Protein identified to cure deadly viral diseases

Researchers have found that a protein - retrocyclin101 can be used to cure influenza and infectious diseases. The research on mice have found lesser deaths from infection when it was treated with the protein.

Research scientist Dan Galperin works on Purified Recombinant Zika Enveloped Protein at his laboratory where they are working on developing a vaccine for the Zika virus based on production of recombinant variations of the E protein from the Zika virus at the Protein Sciences Inc. headquarters in Meriden, Connecticut, U.S. Reuters

Researchers from the University of Maryland School of Medicine, USA have identified a protein which is found to cure viral and infectious diseases.

Termed Retrocyclin101 (RC-101), the protein is found in some primates such as Orangutans. It was found to be effective in the treatment of influenza, especially in reducing flu deaths.

The protein, which is absent in humans is thought to have been lost during the evolution of primate species.The researchers hope that this protein will be effective in curing several viral diseases like dengue, Zika and other deadly influenza which cause inflammation.

A research paper in the Journal of Leukocyte Biology said that the laboratory experiments on mice have found that RC-101 is an effective cure for flu. The study was done on two groups of mice which were given a dose of a typically lethal type of influenza.

The protein was given to a group for five days after two days of infection while the other group was given powerless medicine.
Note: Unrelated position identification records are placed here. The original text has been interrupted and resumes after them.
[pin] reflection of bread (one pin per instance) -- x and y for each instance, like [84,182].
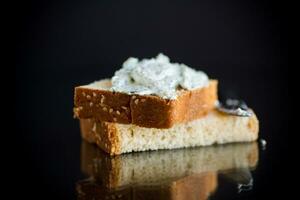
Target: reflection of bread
[154,168]
[192,187]
[196,186]
[116,138]
[98,102]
It was found that the mice which were treated with RC-101 had a better chance of survival. About 90 percent of mice which were given powerless medicine died. Only 20 percent of mice which were given the protein suffered death.

According to researchers, the protein targets the flu virus as well as the inflammation caused by it. It plays two crucial roles to defeat the influenza virus: first, it prevents the virus from infecting the cells. It can also cure the inflammation which hosts the virus and causes symptoms like fever, pain, lethargy and breathing trouble. The double action of the protein makes it more acceptable for the researchers.

Daniel J Prantner, a research associate at the University of Maryland School of Medicine (UMSOM) said, "Every year, thousands of people across the country die from the flu or its complications, despite widespread use of annual influenza vaccines. We think that this protein could lead to medicine that could be a powerful tool in the battle against this disease and against inflammation in general."